In 1940 the 131st Armored Division "Centauro" fought in the Greco-Italian War and in 1941 it participated in the Invasion of Yugoslavia. In October 1942 the division was transferred to Libya to participate in the Western Desert Campaign. The division did not participate in the Second Battle of El Alamein and the first units of the division arrived at the front during the retreat from Egypt in late 1942.

In early 1943 the 131st Mixed Engineer Company was split to form the 131st Engineer Company and the 231st Connections Company, which both entered the newly formed XXXI Mixed Engineer Battalion. In 1943 the Centauro participated in the Tunisian Campaign and fought in the Battle of El Guettar, where it was severely decimated. From 7 April 1943 the division's remaining personnel and equipment were assigned to the 16th Infantry Division "Pistoia". On 18 April 1943 the Centauro was declared lost due to wartime events.

Cold War 

In 1951 the Italian Army formed the Armored Brigade "Centauro" in Verona. The brigade included a connections platoon that grew over the next years into a company.
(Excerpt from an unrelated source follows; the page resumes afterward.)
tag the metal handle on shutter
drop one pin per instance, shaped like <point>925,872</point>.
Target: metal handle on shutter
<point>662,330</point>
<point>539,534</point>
In 1955 the company moved with the brigade headquarter to the city of Novara. On 1 April 1959 the company was expanded to Signal Battalion "Centauro", which consisted of a command, a command platoon, and two signal companies. On 1 November 1959 the brigade was expanded to Armored Division "Centauro".

During the 1975 army reform the army disbanded the regimental level and newly independent battalions were granted for the first time their own flags. During the reform signal battalions were renamed for mountain passes. On 20 October 1975 the Signal Battalion "Centauro" was renamed 231st Signal Battalion "Sempione". After the reform the battalion consisted of a command, a command and services platoon, two signal companies, and a repairs and recovery platoon. On 12 November 1976 the battalion was granted a flag by decree 846 of the President of the Italian Republic Giovanni Leone.

In 1986 the Armored Division "Centauro was disbanded and therefore on 1 August 1986 the battalion was transferred to the 3rd Army Corps' Signal Command. On 1 June 1989 the battalion was reorganized and now consisted of a command, a command and services company, the 1st and 2nd radio relay companies, and the 3rd Signal Center Company.

With the end of the Cold War the Italian Army began to draw down its forces and on 15 May 1991 the battalion was disbanded. On 29 June 1991 the flag of the 231st Signal Battalion "Sempione" was transferred to the Shrine of the Flags in the Vittoriano in Rome.

Recent times 
On 27 August 2001 the battalion was reformed as Battalion "Sempione" and assigned to the 1st Signal Regiment as the regiment's second signal battalion.